Create a long-running cluster
By default, clusters that you create with the console or the AWS CLI are long-running. Long-running clusters continue to run, accept work, and accrue charges until you take action to shut them down.
A long-running cluster is effective in the following situations:
-
When you need to interactively or automatically query data.
-
When you need to interact with big data applications hosted on the cluster on an ongoing basis.
-
When you periodically process a data set so large or so frequently that it is inefficient to launch new clusters and load data each time.

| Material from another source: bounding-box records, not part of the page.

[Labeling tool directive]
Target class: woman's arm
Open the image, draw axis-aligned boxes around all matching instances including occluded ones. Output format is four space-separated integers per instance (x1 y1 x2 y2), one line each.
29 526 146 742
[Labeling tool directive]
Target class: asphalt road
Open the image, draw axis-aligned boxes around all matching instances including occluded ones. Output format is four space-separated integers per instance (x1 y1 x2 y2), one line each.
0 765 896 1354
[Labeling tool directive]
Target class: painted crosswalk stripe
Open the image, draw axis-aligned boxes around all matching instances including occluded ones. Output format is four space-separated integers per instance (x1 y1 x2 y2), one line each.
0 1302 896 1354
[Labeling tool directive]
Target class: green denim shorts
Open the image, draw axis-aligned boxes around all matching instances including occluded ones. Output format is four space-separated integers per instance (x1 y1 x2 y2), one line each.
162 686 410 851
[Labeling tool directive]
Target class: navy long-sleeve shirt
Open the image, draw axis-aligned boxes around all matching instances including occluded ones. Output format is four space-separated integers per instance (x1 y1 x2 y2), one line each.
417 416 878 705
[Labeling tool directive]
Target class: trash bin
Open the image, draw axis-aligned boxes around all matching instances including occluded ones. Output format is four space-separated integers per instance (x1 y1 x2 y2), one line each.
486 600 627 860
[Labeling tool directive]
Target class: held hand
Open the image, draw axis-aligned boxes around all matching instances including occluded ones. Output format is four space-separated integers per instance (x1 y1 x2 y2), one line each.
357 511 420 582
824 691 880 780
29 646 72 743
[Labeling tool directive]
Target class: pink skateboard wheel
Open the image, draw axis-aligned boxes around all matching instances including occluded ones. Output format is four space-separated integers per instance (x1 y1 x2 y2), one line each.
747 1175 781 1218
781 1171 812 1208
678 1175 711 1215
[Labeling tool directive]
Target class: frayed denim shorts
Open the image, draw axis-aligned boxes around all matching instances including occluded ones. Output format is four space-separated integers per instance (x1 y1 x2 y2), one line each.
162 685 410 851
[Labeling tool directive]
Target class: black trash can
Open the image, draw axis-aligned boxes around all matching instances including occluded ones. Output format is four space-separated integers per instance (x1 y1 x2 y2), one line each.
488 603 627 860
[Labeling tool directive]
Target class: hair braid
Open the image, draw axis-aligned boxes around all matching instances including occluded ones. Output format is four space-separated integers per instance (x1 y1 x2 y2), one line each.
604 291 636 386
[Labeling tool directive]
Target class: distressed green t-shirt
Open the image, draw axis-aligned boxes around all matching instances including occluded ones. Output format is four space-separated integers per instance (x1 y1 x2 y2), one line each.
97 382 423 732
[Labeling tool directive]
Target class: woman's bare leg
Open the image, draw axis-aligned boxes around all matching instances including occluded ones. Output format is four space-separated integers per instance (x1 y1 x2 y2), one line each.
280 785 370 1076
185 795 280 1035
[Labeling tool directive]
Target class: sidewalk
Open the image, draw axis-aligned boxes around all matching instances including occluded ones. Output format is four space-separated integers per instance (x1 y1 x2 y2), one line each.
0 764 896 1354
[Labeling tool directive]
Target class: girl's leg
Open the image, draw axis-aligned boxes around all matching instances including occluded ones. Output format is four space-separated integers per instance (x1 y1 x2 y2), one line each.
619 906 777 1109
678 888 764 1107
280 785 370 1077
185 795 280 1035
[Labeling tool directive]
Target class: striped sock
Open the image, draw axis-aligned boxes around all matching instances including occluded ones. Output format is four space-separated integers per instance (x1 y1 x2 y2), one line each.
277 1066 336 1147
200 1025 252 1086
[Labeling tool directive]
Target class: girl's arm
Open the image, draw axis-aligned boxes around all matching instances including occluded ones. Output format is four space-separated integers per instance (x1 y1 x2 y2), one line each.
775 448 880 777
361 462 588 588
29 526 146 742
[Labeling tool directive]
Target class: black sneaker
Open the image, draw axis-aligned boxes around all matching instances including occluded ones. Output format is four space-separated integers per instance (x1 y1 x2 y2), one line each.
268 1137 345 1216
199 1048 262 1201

You can also set termination protection on a long-running cluster to avoid shutting down EC2 instances by accident or error. For more information, see Using termination protection to protect your Amazon EMR clusters from accidental shut down.
Note
Amazon EMR automatically enables termination protection for all clusters with multiple primary nodes, and overrides any step execution settings that you supply when you create the cluster. You can disable termination protection after the cluster has been launched. See Configuring termination protection for running clusters. To shut down a cluster with multiple primary nodes, you must first modify the cluster attributes to disable termination protection. For instructions, see Terminate an Amazon EMR Cluster with multiple primary nodes.
Configure a cluster to terminate after step execution
When you configure termination after step execution, the cluster starts, runs bootstrap actions, and then runs the steps that you specify. As soon as the last step completes, Amazon EMR terminates the cluster's Amazon EC2 instances. Clusters that you launch with the Amazon EMR API have step execution enabled by default.
Termination after step execution is effective for clusters that perform a periodic processing task, such as a daily data processing run. Step execution also helps you ensure that you are billed only for the time required to process your data. For more information about steps, see Submit work to an Amazon EMR cluster.